Sarfaraz Ahmed Mohammed and Anca Ralescu
Adv. Artif. Intell. Mach. Learn., 3 (3):1494-1525
Sarfaraz Ahmed Mohammed : College of Engineering and Applied Science
Anca Ralescu : Department of Computer Science, College of Engineering and Applied Science
DOI: 10.54364/AAIML.2023.1187
Article History: Received on: 22-Jul-23, Accepted on: 23-Sep-23, Published on: 30-Sep-23
Corresponding Author: Sarfaraz Ahmed Mohammed
Email: mohammsm@mail.uc.edu
Citation: Sarfaraz Ahmed Mohammed, Senuka Abeysinghe, Anca Ralescu (2023). Feature Selection and Comparative Analysis of Breast Cancer Prediction using Clinical Data and Histopathological Whole Slide Images. Adv. Artif. Intell. Mach. Learn., 3 (3 ):1494-1525
Breast Carcinoma
is a common cancer among women, with invasive ductal carcinoma and lobular
carcinoma being the two most frequent types. Early detection is critical to
prevent cancer from becoming malignant. Diagnostic tests include mammogram,
ultrasound, MRI, or biopsy. Machine Learning algorithms can play a key role in
analyzing complex clinical datasets to predict disease outcomes. This study
uses machine learning and deep learning techniques to analyze publicly
available clinical and medical image data. For clinical data, Principal
Component Analysis (PCA) and Particle Swarm Optimization (PSO) are applied on
the Wisconsin Breast Cancer dataset (WDBC) for feature selection and evaluate
the performance of each modality in distinguishing between benign and malignant
tumors. The results obtained show that the Random Forest (RF) classifier
outperforms other classification algorithms using both PSO and PCA feature
selections, achieving predictive accuracies of 95.7% and 97.2% respectively.

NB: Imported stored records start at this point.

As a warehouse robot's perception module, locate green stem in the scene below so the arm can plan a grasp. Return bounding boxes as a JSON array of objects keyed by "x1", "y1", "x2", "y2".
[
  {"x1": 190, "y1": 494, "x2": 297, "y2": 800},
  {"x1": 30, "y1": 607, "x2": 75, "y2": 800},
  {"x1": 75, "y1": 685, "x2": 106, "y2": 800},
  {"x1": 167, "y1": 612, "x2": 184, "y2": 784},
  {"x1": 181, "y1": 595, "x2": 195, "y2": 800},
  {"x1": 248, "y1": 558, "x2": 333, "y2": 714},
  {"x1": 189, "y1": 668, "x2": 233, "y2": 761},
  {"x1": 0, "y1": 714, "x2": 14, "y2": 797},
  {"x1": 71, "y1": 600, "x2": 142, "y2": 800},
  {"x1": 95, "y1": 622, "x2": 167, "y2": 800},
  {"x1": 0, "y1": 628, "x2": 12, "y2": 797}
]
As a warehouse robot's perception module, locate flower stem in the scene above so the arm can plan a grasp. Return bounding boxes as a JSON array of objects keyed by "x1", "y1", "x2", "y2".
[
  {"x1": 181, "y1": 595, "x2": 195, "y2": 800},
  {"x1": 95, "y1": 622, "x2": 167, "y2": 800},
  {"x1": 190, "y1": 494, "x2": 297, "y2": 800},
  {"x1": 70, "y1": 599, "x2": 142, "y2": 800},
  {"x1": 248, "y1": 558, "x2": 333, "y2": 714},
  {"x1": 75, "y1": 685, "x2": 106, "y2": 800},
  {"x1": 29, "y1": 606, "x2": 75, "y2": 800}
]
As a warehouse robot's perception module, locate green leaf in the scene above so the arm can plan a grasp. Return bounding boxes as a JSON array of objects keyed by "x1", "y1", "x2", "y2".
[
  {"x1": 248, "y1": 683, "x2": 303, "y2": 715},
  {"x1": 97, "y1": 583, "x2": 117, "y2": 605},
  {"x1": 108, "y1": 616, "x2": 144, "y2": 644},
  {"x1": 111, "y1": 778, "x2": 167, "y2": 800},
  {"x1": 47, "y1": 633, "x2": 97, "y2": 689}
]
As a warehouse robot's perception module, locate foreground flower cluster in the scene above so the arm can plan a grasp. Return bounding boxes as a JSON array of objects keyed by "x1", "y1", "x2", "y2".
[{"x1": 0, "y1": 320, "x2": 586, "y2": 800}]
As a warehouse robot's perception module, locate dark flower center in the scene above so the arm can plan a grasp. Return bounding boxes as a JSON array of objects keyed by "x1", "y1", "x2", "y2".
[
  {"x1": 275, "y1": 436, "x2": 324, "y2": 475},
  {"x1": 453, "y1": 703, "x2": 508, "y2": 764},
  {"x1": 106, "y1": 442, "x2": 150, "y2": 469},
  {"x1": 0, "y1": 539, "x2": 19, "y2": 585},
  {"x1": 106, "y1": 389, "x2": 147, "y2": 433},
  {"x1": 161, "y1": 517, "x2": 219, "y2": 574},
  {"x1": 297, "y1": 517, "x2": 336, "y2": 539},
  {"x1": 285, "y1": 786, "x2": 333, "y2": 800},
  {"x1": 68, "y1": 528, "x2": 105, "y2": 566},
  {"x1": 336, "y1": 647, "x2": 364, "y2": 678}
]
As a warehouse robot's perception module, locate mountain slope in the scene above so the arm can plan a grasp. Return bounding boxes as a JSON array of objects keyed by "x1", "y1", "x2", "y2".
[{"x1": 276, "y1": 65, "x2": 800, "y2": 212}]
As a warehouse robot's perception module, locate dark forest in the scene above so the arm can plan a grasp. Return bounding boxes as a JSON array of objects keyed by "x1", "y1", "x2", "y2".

The first part of the paper contains a comprehensive analysis of the two
feature selection methods on clinical data to optimize predictive performance. The
second part of the paper is concerned with image data. Although
Histopathological Whole Slide Imaging (WSI) has been validated for a variety of
pathological applications for over two decades of manual detection of cancerous
tumors, it remains challenging and prone to human error. With the potential of
deep learning models to aid pathologists in detecting cancer subtypes, and the
increasing predictive ability of current image analysis techniques in
identifying the underlying genomic data and cancer-causing mutations, the
second half of the paper focusses on feature extraction using a deep
convolutional neural network (U-Net) trained on WSI’s from The Cancer Genome
Atlas (TCGA) to accurately classify and extract relevant features. The focus is
on feature extraction, nuclei-based instance segmentation, H&E-stained
image extraction, and quantifying intensity information for a given WSI to
classify the disease type. A comprehensive analysis of feature selection
methods is presented for both clinical and medical image data.